Graph (1) above: the claim that ‘we,’ humans broadly considered, are responsible for global warming is more precisely explained as capitalist production is responsible for it. The graph relates carbon emissions over the last century to more recent GDP (Gross Domestic Production) data, a broad measure of economic production; to show that carbon emissions are closely related to economic production. Russia, China and India fit into the global capitalism explanation through oil and gas production (Russia) and through ‘outsourced’ industrial production (China, India). China and India are increasingly adding to carbon emissions by building out their domestic economies and through export strategies that target the capitalist West as primary customers. Sources: The World Bank and the World Resources Institute.
By Rob Urie
Global warming unites the interests of ‘the world’ that would otherwise be particular through the everyday relations of complex interconnectedness. It is an unnatural ‘natural’ phenomenon in that it is an accumulation, an aggregation, of a large number of like acts. These like acts tie directly to capitalism in history as ‘a way of doing things,’ as a broad approach to ‘the world.’ The tie to capitalist production is incontrovertible— the rise in greenhouse gases correlates with the rise in capitalist production and these gases can be directly related to it as its known ‘byproducts.’

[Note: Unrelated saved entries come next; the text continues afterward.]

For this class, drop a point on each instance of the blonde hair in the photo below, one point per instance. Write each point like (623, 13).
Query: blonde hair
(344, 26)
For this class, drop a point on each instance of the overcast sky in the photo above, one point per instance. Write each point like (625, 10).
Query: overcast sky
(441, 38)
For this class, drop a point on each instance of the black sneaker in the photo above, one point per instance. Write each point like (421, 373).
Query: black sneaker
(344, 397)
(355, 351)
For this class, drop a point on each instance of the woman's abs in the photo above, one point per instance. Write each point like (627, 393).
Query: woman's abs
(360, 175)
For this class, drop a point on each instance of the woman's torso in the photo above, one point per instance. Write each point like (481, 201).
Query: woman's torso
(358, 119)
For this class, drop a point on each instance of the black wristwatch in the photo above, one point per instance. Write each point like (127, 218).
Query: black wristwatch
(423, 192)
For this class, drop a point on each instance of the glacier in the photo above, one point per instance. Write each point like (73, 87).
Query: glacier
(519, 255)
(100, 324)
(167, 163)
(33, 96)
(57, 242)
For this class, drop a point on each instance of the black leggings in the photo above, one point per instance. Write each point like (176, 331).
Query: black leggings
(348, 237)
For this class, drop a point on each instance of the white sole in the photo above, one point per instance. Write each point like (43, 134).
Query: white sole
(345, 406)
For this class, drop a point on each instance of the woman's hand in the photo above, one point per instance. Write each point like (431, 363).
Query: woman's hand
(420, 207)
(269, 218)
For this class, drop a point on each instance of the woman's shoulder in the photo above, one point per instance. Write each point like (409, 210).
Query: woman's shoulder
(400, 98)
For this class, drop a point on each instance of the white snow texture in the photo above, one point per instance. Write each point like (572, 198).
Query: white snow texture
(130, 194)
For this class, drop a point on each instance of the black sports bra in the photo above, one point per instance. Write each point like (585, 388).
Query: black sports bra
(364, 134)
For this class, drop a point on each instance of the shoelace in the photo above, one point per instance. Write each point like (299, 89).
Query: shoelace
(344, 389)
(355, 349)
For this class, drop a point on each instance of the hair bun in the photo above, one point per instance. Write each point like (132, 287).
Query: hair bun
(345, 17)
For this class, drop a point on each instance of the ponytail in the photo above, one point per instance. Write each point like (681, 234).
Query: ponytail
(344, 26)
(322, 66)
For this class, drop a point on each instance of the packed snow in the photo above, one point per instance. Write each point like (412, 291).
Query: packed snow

To state what is becoming increasingly obvious, unless global warming is resolved the fate of the world in any form recognizable to ‘us’ is at stake. The problem goes beyond the particulars— rising sea levels and increasing droughts and floods, to threaten the breadth of living relations. Given its genesis in capitalist production the question of resolution is one of the nature of capitalism, of the approach to ‘the world’ that brought ‘us’ from there to here in two short centuries?
With the U.S. historically being the largest emitter of carbon and other greenhouse gases it is overwhelmingly responsible for global warming. The shift in emissions from China in recent years has by degree been a function of Chinese manufacturing for export to the West. Global resolution is indeed necessary, but the American frame of a global ‘we’ who is responsible is an effort to deflect culpability from the U.S. as the primary source of global environmental dysfunction. In the realm of the political American Republicans are the more straightforwardly corrupted impediments to environmental resolution within the U.S. However, after five years in office where he and his administration mumbled hardly a word about global warming while undermining international efforts at resolution through backroom ‘deals’ in international ‘negotiations,’ Democrat President Barack Obama has finally come out in a year of likely tough mid-term elections to back the EPA (Environmental Protection Agency) in suggesting that someday, somebody, somewhere really ought to do something about carbon emissions. As is typical with American politicians trying to take credit for passing warm gas while assuring that nothing gets resolved, Mr. Obama’s promise to reduce carbon emissions is as vague and institutionally pliable as it is far out in the distance of time.